Pero la falacia del asambleismo no radica sólo sus fundamentos, sino que también en su aplicación. Como la realidad siempre se impone, el vocero de la asamblea termina haciendo, en la práctica, lo mismo que él critica: él también dirige hacia algo, él también “impone convicciones”. Porque la autoridad es, por definición, directiva: siempre promueve e incentiva conductas y pautas de comportamiento. No existe neutralidad en estas materias, porque una decisión implica necesariamente una opción que trae ciertas consecuencias en uno u otro sentido. Decir que sí a la famosa píldora es tan directivo como decir que no. En ambos casos se conduce a la comunidad hacia un determinado objetivo. La única diferencia es que decir que sí implica el eventual asesinato de un inocente niño no nacido, y decir que no, asegura que eso no pasa. Pero en ambos casos se está dirigiendo a los representados hacia un fin concreto y específico.

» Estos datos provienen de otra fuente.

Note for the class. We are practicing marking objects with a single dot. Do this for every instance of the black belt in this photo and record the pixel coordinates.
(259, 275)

Por eso es absurdo creer que el “vocero” no dirige. Sí lo hace, pero de una manera deshonesta, porque dice no hacerlo. Y peor aún: de una manera equivocada, porque además de todos los problemas prácticos y logísticos que implican las asambleas (quórum, asistentes, transparencia, etc.), dirige según el veredicto de una mayoría irreflexiva, independiente de su pensamiento y de la bondad o malicia de la decisión que está promoviendo. Aquí radica la gran peligrosidad de esta errónea concepción de la dirigencia y de la autoridad. El asambleismo es la dictadura de la sin razón, es negar el sentido mismo de la vida del ser humano: es negar su capacidad de pensar y de distinguir lo bueno de lo malo.

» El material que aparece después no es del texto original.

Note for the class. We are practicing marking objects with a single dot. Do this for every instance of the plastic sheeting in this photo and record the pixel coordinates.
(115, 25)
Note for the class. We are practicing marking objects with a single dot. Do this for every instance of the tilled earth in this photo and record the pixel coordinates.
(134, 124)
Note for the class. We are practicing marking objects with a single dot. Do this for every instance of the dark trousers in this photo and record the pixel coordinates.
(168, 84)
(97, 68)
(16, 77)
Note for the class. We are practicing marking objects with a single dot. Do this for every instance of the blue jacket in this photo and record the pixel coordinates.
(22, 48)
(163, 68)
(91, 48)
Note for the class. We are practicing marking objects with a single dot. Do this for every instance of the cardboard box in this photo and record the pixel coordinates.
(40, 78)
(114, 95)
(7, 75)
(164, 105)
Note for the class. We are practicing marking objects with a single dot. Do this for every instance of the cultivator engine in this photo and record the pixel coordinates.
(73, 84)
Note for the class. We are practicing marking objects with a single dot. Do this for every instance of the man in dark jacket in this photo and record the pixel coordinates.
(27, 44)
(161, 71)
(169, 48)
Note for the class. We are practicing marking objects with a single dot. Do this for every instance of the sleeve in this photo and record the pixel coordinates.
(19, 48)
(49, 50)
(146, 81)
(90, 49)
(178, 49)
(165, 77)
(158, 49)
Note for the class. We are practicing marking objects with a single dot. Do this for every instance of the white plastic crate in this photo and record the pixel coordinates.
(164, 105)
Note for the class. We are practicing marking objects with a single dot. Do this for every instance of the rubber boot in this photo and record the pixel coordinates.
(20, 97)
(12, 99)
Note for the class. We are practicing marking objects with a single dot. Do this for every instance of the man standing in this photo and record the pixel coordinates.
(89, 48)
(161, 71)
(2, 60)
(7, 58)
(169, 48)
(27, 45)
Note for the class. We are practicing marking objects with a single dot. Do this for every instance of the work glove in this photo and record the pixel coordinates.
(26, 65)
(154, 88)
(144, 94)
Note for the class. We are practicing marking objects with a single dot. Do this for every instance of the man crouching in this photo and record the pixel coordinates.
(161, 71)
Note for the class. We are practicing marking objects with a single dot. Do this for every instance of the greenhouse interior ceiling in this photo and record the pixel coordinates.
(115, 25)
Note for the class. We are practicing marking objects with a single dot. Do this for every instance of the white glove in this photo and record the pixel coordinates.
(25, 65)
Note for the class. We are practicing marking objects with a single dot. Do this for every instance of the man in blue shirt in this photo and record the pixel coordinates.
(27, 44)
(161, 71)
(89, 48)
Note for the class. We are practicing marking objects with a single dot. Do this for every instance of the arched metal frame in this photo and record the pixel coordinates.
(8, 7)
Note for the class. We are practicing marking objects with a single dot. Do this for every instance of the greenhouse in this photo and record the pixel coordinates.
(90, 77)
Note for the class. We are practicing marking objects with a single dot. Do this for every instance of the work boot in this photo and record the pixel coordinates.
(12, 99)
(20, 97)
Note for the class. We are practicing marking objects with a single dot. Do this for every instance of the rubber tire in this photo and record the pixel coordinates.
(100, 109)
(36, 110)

El dirigente universitario, como toda autoridad, está llamado a encaminar a la comunidad que tiene a su cargo al bien común que a esta le corresponde. Esto lo obliga a escuchar y a dar espacios de participación a sus representados, porque es la única manera que tiene de conocer sus inquietudes, sus problemas y sus necesidades, así como también el medio idóneo para hacerlos parte de su tarea comunitaria. Todo lo anterior es propio de una buena dirigencia, nadie lo ha negado.

La clave está en comprender que lo anterior no implica que el dirigente renuncie a sus posturas o a sus convicciones. Todo lo contrario: el buen dirigente tiene la obligación moral de ir incluso en contra de la mayoría de sus representados, si es que ello es necesario para conducirlos hacia lo bueno. Eso no es imponer, sino que cumplir con su deber. La que impone es la dirigencia asambleísta que, negando lo más propio del ser humano, renuncia a encontrar la verdad, amparada en falacias y consignas ideológicas sin correlato en la realidad.




Claudio Alvarado es estudiante de Derecho y Secretario General de la FEUC.